Tasks - ICDAR 2019 Robust Reading Challenge on Multi-lingual scene text detection and recognition

In order to participate in the RRC-MLT-2019 challenge, you have to participate in at least one task. Here is the description of the tasks. The first three tasks are similar to the ones in RRC-MLT-2017, but they are re-opened for RRC-MLT-2019 with adding a new language to the dataset and improved quality of the ground truth for the whole dataset. We are also introducing a new forth task on End-2-End text detection and recognition.

Task-1: Multi-script text detection

In this task, a participant method should be able to generalize to detecting text of different scripts. The input to this task is scene images with embedded text in various languages, and the required detection is at word level.

Ground Truth (GT) Format

NOTE: the GT provided for this task contains more information than needed for this task, because this GT is shared with Tasks 3 and 4 as well. So, please make sure the results format generated by your method is as described in the "Results Format" paragraph.

The ground truth is provided in terms of word bounding boxes. Bounding boxes are NOT axis oriented and they are specified by the coordinates of their four corners in a clock-wise manner. For each image in the training set a corresponding UTF-8 encoded text file is provided, following the naming convention:

gt_[image name].txt

The text files are comma separated files, where each line corresponds to one text block in the image and gives its bounding box coordinates (four corners, clockwise), its script and its transcription in the format:

x1,y1,x2,y2,x3,y3,x4,y4,script,transcription

Valid scripts are: "Arabic", "Latin", "Chinese", "Japanese", "Korean", "Bangla", "Hindi", "Symbols", "Mixed", "None"

Note that the transcription is anything that follows the 9th comma until the end of line. No escape characters are to be used.

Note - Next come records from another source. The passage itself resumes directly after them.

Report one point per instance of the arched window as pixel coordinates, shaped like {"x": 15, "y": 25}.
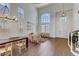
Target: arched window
{"x": 45, "y": 21}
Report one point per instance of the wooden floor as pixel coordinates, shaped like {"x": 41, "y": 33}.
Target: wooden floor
{"x": 51, "y": 47}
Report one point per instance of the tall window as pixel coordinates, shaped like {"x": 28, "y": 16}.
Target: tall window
{"x": 45, "y": 21}
{"x": 2, "y": 8}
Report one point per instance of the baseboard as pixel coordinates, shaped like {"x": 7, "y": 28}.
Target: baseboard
{"x": 57, "y": 38}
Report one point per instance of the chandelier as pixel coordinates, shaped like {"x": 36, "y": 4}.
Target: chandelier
{"x": 63, "y": 13}
{"x": 4, "y": 15}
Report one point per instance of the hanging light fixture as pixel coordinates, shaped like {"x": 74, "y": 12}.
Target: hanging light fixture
{"x": 5, "y": 12}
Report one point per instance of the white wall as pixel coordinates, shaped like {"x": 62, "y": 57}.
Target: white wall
{"x": 30, "y": 15}
{"x": 53, "y": 9}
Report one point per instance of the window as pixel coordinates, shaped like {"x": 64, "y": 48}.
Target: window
{"x": 4, "y": 9}
{"x": 20, "y": 12}
{"x": 45, "y": 21}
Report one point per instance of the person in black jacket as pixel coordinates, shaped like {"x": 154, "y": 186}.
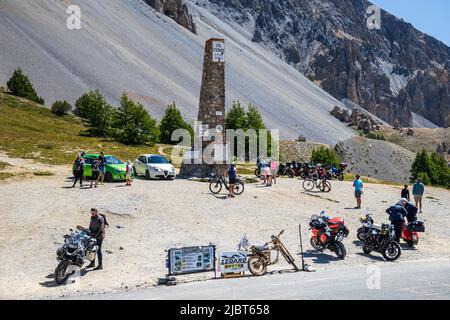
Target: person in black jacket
{"x": 97, "y": 229}
{"x": 405, "y": 193}
{"x": 397, "y": 214}
{"x": 412, "y": 212}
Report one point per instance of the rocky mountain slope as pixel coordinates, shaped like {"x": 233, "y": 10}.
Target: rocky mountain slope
{"x": 126, "y": 45}
{"x": 377, "y": 159}
{"x": 391, "y": 72}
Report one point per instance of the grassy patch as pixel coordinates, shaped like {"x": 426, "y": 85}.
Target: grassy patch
{"x": 43, "y": 174}
{"x": 352, "y": 177}
{"x": 30, "y": 131}
{"x": 5, "y": 175}
{"x": 3, "y": 165}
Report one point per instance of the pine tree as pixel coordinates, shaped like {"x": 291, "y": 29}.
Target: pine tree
{"x": 422, "y": 165}
{"x": 93, "y": 107}
{"x": 236, "y": 118}
{"x": 325, "y": 156}
{"x": 20, "y": 85}
{"x": 171, "y": 121}
{"x": 133, "y": 124}
{"x": 61, "y": 108}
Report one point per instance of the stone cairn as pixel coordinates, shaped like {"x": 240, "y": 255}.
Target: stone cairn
{"x": 360, "y": 120}
{"x": 211, "y": 113}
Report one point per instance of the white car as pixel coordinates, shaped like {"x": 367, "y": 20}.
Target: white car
{"x": 154, "y": 166}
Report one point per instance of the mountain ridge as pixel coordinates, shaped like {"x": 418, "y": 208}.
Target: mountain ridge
{"x": 392, "y": 72}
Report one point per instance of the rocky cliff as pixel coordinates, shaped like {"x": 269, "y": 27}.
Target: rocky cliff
{"x": 175, "y": 9}
{"x": 391, "y": 72}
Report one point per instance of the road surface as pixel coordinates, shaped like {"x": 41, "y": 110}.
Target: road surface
{"x": 388, "y": 281}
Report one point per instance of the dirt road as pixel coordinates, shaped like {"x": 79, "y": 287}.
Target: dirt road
{"x": 152, "y": 216}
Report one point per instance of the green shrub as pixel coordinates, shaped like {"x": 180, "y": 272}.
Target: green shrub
{"x": 171, "y": 121}
{"x": 61, "y": 108}
{"x": 92, "y": 107}
{"x": 133, "y": 125}
{"x": 19, "y": 85}
{"x": 433, "y": 170}
{"x": 324, "y": 156}
{"x": 375, "y": 136}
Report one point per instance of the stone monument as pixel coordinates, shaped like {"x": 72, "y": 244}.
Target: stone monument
{"x": 210, "y": 127}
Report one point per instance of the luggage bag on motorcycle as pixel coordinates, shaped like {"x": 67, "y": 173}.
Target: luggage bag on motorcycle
{"x": 416, "y": 226}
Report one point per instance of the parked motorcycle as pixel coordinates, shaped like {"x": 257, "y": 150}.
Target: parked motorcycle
{"x": 328, "y": 234}
{"x": 334, "y": 173}
{"x": 78, "y": 250}
{"x": 410, "y": 232}
{"x": 367, "y": 225}
{"x": 381, "y": 240}
{"x": 260, "y": 257}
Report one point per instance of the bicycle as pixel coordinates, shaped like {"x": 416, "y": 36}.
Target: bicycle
{"x": 311, "y": 182}
{"x": 217, "y": 183}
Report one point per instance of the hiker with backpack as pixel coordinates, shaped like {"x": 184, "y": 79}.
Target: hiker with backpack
{"x": 97, "y": 229}
{"x": 79, "y": 171}
{"x": 95, "y": 173}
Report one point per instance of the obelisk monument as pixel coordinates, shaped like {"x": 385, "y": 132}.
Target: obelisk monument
{"x": 210, "y": 128}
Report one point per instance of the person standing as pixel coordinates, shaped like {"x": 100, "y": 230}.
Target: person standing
{"x": 358, "y": 184}
{"x": 232, "y": 173}
{"x": 129, "y": 169}
{"x": 79, "y": 171}
{"x": 405, "y": 193}
{"x": 95, "y": 173}
{"x": 97, "y": 229}
{"x": 397, "y": 214}
{"x": 274, "y": 170}
{"x": 412, "y": 211}
{"x": 418, "y": 191}
{"x": 101, "y": 169}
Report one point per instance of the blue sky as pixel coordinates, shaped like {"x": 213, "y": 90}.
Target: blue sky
{"x": 429, "y": 16}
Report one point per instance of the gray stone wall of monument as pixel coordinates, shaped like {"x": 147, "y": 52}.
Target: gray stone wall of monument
{"x": 211, "y": 113}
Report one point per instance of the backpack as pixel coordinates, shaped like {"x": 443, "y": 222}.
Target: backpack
{"x": 104, "y": 218}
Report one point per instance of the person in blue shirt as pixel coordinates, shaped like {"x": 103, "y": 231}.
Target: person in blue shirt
{"x": 418, "y": 191}
{"x": 358, "y": 184}
{"x": 231, "y": 179}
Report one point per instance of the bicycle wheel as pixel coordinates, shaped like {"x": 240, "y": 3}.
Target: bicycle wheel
{"x": 325, "y": 186}
{"x": 238, "y": 188}
{"x": 309, "y": 184}
{"x": 215, "y": 187}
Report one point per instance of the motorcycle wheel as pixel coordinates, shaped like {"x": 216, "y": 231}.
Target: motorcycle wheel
{"x": 315, "y": 244}
{"x": 61, "y": 274}
{"x": 361, "y": 235}
{"x": 340, "y": 250}
{"x": 366, "y": 250}
{"x": 308, "y": 184}
{"x": 291, "y": 174}
{"x": 256, "y": 266}
{"x": 238, "y": 188}
{"x": 392, "y": 251}
{"x": 325, "y": 186}
{"x": 215, "y": 187}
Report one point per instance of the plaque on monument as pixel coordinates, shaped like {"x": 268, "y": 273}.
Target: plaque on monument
{"x": 218, "y": 51}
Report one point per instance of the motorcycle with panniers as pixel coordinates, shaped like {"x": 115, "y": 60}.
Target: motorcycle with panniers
{"x": 79, "y": 249}
{"x": 328, "y": 233}
{"x": 379, "y": 239}
{"x": 260, "y": 257}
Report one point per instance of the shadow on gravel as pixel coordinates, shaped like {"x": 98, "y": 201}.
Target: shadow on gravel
{"x": 221, "y": 197}
{"x": 52, "y": 284}
{"x": 373, "y": 257}
{"x": 318, "y": 257}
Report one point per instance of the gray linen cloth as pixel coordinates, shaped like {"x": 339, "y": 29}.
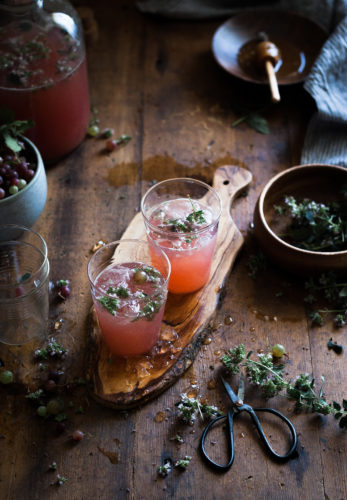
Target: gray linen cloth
{"x": 326, "y": 137}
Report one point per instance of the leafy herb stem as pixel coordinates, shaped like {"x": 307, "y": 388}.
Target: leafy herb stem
{"x": 269, "y": 377}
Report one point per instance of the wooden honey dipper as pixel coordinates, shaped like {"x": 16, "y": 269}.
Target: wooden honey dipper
{"x": 268, "y": 54}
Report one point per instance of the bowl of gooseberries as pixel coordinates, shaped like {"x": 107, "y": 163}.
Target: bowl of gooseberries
{"x": 23, "y": 183}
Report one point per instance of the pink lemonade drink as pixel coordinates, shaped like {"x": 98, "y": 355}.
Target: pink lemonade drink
{"x": 43, "y": 77}
{"x": 129, "y": 299}
{"x": 186, "y": 229}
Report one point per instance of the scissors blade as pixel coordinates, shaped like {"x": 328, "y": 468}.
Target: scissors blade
{"x": 234, "y": 398}
{"x": 241, "y": 391}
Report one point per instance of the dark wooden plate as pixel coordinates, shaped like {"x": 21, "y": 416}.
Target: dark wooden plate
{"x": 298, "y": 38}
{"x": 321, "y": 183}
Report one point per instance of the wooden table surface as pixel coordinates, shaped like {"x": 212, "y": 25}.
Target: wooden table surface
{"x": 156, "y": 80}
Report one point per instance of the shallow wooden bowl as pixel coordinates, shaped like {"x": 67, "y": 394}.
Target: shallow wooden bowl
{"x": 321, "y": 183}
{"x": 298, "y": 38}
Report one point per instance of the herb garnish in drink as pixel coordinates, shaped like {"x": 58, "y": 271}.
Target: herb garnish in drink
{"x": 139, "y": 297}
{"x": 129, "y": 300}
{"x": 316, "y": 226}
{"x": 187, "y": 225}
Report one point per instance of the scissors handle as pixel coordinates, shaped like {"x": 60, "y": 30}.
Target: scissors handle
{"x": 230, "y": 435}
{"x": 230, "y": 440}
{"x": 272, "y": 452}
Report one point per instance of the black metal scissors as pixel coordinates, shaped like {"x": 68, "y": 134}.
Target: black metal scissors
{"x": 238, "y": 406}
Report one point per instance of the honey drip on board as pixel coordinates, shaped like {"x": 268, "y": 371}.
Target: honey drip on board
{"x": 228, "y": 320}
{"x": 111, "y": 455}
{"x": 160, "y": 417}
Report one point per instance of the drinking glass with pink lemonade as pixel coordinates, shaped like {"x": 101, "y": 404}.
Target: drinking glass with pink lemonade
{"x": 181, "y": 215}
{"x": 128, "y": 281}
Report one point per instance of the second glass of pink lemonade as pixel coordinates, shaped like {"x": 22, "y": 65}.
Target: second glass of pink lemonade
{"x": 128, "y": 281}
{"x": 181, "y": 215}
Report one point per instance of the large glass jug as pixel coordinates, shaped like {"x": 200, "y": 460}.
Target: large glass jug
{"x": 43, "y": 72}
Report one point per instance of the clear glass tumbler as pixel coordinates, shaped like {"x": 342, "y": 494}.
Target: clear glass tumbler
{"x": 128, "y": 281}
{"x": 24, "y": 285}
{"x": 181, "y": 215}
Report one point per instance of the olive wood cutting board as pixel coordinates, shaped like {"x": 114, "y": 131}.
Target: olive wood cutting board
{"x": 124, "y": 383}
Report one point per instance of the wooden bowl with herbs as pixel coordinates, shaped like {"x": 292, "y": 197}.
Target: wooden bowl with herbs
{"x": 300, "y": 219}
{"x": 23, "y": 183}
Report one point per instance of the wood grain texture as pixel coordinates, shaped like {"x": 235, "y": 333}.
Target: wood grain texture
{"x": 156, "y": 80}
{"x": 125, "y": 383}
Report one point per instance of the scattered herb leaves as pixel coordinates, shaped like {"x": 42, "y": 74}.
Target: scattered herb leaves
{"x": 316, "y": 226}
{"x": 335, "y": 347}
{"x": 269, "y": 377}
{"x": 188, "y": 408}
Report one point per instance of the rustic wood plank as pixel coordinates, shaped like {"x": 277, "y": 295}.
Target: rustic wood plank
{"x": 128, "y": 382}
{"x": 156, "y": 80}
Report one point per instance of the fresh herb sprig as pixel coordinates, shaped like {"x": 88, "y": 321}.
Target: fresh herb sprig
{"x": 111, "y": 304}
{"x": 189, "y": 408}
{"x": 183, "y": 463}
{"x": 52, "y": 350}
{"x": 196, "y": 216}
{"x": 11, "y": 129}
{"x": 269, "y": 376}
{"x": 316, "y": 226}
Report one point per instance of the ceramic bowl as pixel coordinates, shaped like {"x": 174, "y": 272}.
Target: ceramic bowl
{"x": 24, "y": 207}
{"x": 321, "y": 183}
{"x": 298, "y": 38}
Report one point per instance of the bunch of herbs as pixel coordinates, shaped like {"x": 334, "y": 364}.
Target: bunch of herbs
{"x": 268, "y": 375}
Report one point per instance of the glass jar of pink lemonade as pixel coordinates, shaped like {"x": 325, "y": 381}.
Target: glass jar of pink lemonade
{"x": 128, "y": 282}
{"x": 181, "y": 215}
{"x": 43, "y": 72}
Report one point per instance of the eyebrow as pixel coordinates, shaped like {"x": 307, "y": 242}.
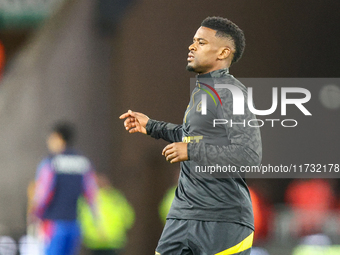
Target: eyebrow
{"x": 200, "y": 39}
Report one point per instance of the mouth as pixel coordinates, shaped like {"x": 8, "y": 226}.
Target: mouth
{"x": 190, "y": 56}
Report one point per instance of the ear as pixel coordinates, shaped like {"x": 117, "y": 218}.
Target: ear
{"x": 225, "y": 53}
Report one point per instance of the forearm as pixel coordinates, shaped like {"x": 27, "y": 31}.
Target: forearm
{"x": 167, "y": 131}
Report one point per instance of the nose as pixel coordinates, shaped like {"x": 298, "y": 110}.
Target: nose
{"x": 192, "y": 47}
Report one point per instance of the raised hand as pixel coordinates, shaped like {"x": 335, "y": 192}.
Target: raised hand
{"x": 135, "y": 121}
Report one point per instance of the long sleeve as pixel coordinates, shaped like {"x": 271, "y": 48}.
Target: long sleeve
{"x": 244, "y": 146}
{"x": 167, "y": 131}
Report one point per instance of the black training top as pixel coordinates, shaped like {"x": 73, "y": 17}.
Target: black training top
{"x": 211, "y": 186}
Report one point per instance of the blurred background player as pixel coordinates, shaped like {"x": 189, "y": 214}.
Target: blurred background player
{"x": 61, "y": 179}
{"x": 115, "y": 215}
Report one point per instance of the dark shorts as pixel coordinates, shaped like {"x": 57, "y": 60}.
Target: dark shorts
{"x": 192, "y": 237}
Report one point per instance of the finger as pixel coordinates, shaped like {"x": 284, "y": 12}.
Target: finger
{"x": 129, "y": 113}
{"x": 124, "y": 115}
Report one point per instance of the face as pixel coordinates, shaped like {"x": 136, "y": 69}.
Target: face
{"x": 207, "y": 52}
{"x": 55, "y": 143}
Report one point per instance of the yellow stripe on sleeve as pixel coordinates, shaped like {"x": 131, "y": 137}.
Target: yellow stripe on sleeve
{"x": 242, "y": 246}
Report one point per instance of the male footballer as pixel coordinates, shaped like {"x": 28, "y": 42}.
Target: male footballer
{"x": 209, "y": 214}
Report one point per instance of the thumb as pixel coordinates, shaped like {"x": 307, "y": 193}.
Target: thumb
{"x": 132, "y": 113}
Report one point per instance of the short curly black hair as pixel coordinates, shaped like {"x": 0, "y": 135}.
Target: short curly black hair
{"x": 226, "y": 28}
{"x": 66, "y": 130}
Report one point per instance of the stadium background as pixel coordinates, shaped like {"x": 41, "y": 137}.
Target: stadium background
{"x": 90, "y": 61}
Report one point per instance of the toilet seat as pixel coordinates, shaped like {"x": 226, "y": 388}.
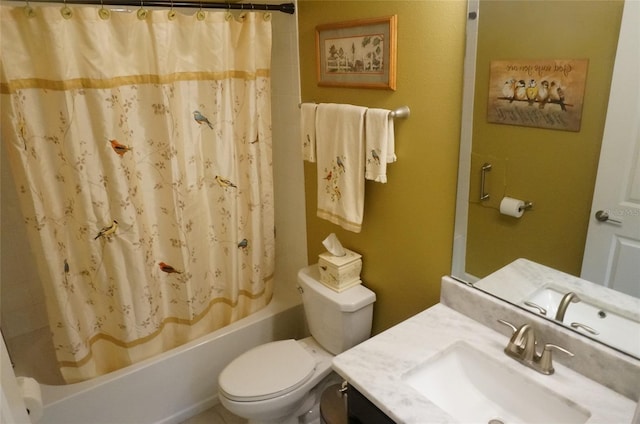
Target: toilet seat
{"x": 267, "y": 371}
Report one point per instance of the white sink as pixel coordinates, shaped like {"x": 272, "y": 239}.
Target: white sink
{"x": 611, "y": 328}
{"x": 473, "y": 387}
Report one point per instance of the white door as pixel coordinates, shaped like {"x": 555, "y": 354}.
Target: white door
{"x": 612, "y": 251}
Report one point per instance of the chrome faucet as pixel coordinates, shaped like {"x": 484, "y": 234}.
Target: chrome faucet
{"x": 568, "y": 298}
{"x": 522, "y": 348}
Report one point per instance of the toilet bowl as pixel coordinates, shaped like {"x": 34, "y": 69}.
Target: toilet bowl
{"x": 282, "y": 381}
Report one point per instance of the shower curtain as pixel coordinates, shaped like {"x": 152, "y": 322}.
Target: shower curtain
{"x": 140, "y": 143}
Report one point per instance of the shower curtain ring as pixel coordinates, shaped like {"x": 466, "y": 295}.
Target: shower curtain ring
{"x": 28, "y": 10}
{"x": 142, "y": 12}
{"x": 229, "y": 15}
{"x": 103, "y": 13}
{"x": 66, "y": 11}
{"x": 172, "y": 13}
{"x": 200, "y": 15}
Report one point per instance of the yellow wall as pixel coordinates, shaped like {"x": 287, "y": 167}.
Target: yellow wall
{"x": 407, "y": 234}
{"x": 554, "y": 169}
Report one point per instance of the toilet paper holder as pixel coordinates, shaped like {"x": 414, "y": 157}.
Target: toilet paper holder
{"x": 527, "y": 205}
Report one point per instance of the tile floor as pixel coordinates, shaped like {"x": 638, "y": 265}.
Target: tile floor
{"x": 216, "y": 415}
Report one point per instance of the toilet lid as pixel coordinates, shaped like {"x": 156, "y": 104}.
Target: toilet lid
{"x": 267, "y": 371}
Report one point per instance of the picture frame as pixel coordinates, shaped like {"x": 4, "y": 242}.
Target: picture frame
{"x": 539, "y": 93}
{"x": 358, "y": 54}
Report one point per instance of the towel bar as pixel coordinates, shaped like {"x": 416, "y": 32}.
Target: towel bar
{"x": 402, "y": 112}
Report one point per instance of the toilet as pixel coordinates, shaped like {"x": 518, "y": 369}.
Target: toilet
{"x": 282, "y": 381}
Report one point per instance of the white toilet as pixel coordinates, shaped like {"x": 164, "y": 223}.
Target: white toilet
{"x": 282, "y": 382}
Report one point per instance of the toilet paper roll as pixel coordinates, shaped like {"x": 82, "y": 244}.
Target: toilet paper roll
{"x": 512, "y": 207}
{"x": 30, "y": 390}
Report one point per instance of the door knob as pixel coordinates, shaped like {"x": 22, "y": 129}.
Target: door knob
{"x": 602, "y": 216}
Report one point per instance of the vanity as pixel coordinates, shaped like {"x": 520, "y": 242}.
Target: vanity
{"x": 447, "y": 364}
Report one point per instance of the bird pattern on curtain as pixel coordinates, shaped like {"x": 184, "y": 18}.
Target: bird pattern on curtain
{"x": 141, "y": 150}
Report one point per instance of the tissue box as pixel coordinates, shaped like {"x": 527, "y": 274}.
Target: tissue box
{"x": 340, "y": 272}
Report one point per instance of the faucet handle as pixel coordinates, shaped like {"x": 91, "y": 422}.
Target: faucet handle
{"x": 545, "y": 359}
{"x": 508, "y": 324}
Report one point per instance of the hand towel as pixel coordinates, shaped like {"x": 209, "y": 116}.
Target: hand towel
{"x": 379, "y": 144}
{"x": 308, "y": 131}
{"x": 340, "y": 162}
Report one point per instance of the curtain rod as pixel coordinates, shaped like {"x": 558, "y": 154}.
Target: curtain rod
{"x": 284, "y": 7}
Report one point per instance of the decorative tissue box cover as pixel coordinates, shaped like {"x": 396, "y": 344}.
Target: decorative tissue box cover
{"x": 340, "y": 272}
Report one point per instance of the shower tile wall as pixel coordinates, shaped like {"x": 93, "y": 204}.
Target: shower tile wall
{"x": 21, "y": 298}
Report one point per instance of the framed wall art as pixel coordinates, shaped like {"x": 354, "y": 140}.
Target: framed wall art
{"x": 359, "y": 53}
{"x": 537, "y": 93}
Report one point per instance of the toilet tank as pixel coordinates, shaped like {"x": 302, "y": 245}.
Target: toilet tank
{"x": 337, "y": 321}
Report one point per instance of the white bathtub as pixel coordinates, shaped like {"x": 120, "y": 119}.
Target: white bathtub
{"x": 176, "y": 384}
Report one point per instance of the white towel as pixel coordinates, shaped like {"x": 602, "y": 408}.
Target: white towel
{"x": 308, "y": 131}
{"x": 379, "y": 144}
{"x": 340, "y": 156}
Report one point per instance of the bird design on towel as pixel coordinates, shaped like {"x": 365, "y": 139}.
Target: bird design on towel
{"x": 375, "y": 156}
{"x": 223, "y": 182}
{"x": 119, "y": 148}
{"x": 108, "y": 230}
{"x": 201, "y": 119}
{"x": 168, "y": 268}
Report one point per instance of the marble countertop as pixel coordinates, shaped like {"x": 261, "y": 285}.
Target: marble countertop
{"x": 376, "y": 367}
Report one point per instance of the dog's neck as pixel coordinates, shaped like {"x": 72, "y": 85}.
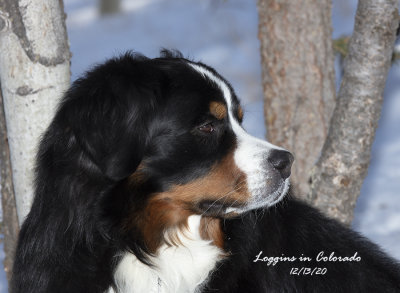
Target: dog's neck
{"x": 180, "y": 268}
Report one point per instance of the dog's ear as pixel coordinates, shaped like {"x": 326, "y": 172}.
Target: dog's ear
{"x": 108, "y": 113}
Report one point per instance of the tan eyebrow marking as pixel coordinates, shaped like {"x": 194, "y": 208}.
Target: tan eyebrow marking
{"x": 240, "y": 112}
{"x": 218, "y": 110}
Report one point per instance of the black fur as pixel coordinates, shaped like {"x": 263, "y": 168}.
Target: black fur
{"x": 131, "y": 110}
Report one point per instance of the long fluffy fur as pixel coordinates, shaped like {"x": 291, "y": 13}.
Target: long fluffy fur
{"x": 88, "y": 204}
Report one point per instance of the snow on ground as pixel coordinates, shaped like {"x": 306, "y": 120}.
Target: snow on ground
{"x": 223, "y": 33}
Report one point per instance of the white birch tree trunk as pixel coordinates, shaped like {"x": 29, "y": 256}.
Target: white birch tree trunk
{"x": 34, "y": 73}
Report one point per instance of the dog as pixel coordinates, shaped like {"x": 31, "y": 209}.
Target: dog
{"x": 147, "y": 182}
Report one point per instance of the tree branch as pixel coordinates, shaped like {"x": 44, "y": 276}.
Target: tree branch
{"x": 342, "y": 167}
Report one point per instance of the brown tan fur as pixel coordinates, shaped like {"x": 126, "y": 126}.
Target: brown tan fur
{"x": 218, "y": 109}
{"x": 168, "y": 211}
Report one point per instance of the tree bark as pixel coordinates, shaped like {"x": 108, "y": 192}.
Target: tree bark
{"x": 342, "y": 167}
{"x": 298, "y": 79}
{"x": 34, "y": 73}
{"x": 10, "y": 227}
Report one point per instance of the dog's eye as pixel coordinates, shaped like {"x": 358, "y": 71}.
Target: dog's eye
{"x": 207, "y": 128}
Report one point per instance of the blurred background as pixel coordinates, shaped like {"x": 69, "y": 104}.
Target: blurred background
{"x": 223, "y": 34}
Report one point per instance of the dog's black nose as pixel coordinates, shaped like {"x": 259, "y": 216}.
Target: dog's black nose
{"x": 281, "y": 161}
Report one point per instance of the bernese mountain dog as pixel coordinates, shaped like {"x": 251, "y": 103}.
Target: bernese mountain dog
{"x": 146, "y": 182}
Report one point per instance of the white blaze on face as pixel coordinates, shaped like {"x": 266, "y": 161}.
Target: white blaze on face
{"x": 264, "y": 183}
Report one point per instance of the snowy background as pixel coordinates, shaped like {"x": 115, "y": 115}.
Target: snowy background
{"x": 223, "y": 34}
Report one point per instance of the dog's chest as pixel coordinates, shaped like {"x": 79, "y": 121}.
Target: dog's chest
{"x": 176, "y": 268}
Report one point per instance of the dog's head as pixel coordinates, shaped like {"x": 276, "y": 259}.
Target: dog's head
{"x": 170, "y": 130}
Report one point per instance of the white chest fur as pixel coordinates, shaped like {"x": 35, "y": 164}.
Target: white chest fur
{"x": 176, "y": 269}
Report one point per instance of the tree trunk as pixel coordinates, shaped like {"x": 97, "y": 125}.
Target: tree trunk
{"x": 34, "y": 73}
{"x": 342, "y": 167}
{"x": 10, "y": 227}
{"x": 298, "y": 79}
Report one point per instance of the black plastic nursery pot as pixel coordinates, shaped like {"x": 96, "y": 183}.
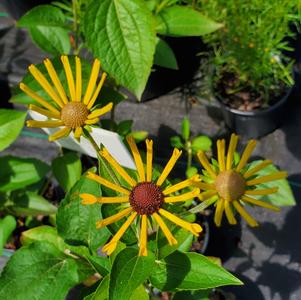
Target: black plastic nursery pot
{"x": 257, "y": 123}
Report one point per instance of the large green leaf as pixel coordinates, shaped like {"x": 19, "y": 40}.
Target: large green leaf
{"x": 189, "y": 271}
{"x": 121, "y": 33}
{"x": 76, "y": 222}
{"x": 67, "y": 170}
{"x": 11, "y": 123}
{"x": 17, "y": 172}
{"x": 284, "y": 196}
{"x": 184, "y": 21}
{"x": 46, "y": 26}
{"x": 30, "y": 204}
{"x": 41, "y": 271}
{"x": 129, "y": 271}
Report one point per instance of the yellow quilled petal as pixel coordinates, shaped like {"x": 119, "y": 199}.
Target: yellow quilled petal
{"x": 78, "y": 80}
{"x": 107, "y": 183}
{"x": 183, "y": 197}
{"x": 120, "y": 233}
{"x": 251, "y": 221}
{"x": 221, "y": 146}
{"x": 229, "y": 213}
{"x": 231, "y": 150}
{"x": 192, "y": 227}
{"x": 143, "y": 236}
{"x": 100, "y": 111}
{"x": 260, "y": 203}
{"x": 99, "y": 86}
{"x": 69, "y": 76}
{"x": 262, "y": 191}
{"x": 39, "y": 99}
{"x": 105, "y": 153}
{"x": 92, "y": 81}
{"x": 246, "y": 155}
{"x": 257, "y": 168}
{"x": 219, "y": 212}
{"x": 170, "y": 238}
{"x": 41, "y": 79}
{"x": 44, "y": 124}
{"x": 114, "y": 218}
{"x": 194, "y": 180}
{"x": 263, "y": 179}
{"x": 205, "y": 163}
{"x": 59, "y": 134}
{"x": 169, "y": 166}
{"x": 149, "y": 160}
{"x": 55, "y": 79}
{"x": 44, "y": 112}
{"x": 137, "y": 158}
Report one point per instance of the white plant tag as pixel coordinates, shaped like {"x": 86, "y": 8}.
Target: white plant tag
{"x": 111, "y": 140}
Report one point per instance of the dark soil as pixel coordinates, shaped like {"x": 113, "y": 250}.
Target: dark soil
{"x": 245, "y": 99}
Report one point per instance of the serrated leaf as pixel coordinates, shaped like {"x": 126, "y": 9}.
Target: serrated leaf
{"x": 41, "y": 271}
{"x": 17, "y": 172}
{"x": 189, "y": 271}
{"x": 284, "y": 196}
{"x": 11, "y": 124}
{"x": 76, "y": 223}
{"x": 67, "y": 170}
{"x": 164, "y": 56}
{"x": 184, "y": 21}
{"x": 121, "y": 34}
{"x": 129, "y": 271}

If the transcription is provided as "###", then text block (word) is considered as "don't care". Some of the "don't care" words have a script class that corresponds to a language, and others have a "None" script class. The latter case is when the word script cannot be identified due to low resolution or other distortions.

Results Format

Localisation (detection) results are expected as follows: One UTF-8 encoded text file per test image is expected. Participants are asked to submit all results in a single zip file. Result files should be named after test image IDs following the naming convention:

res_[image name].txt

(e.g. res_1245.txt). Each line should correspond to one word in the image and provide its bounding box coordinates (four corners, clockwise) and a confidence score in the format:

x1,y1,x2,y2,x3,y3,x4,y4,confidence

Evaluation

The f-measure (Hmean) is used as the metric for ranking the participants methods. The standard f-measure is based on both the recall and precision of the detected word bounding boxes as compared to the ground truth. A detection is considered as correct (true positive) if the detected bounding box has more than 50% overlap (intersection over union) with the GT box. The details of how the scores are computed are in section III-B of this paper: MLT2017

Question: Tasks 1 and 3: Should we detect the "don't care" boxes (transcribed as "####"), how will this be evaluated ?
Answer: "don't care" boxes do not count in the evaluation. This means detecting or missing the don't care boxes will not affect your final score.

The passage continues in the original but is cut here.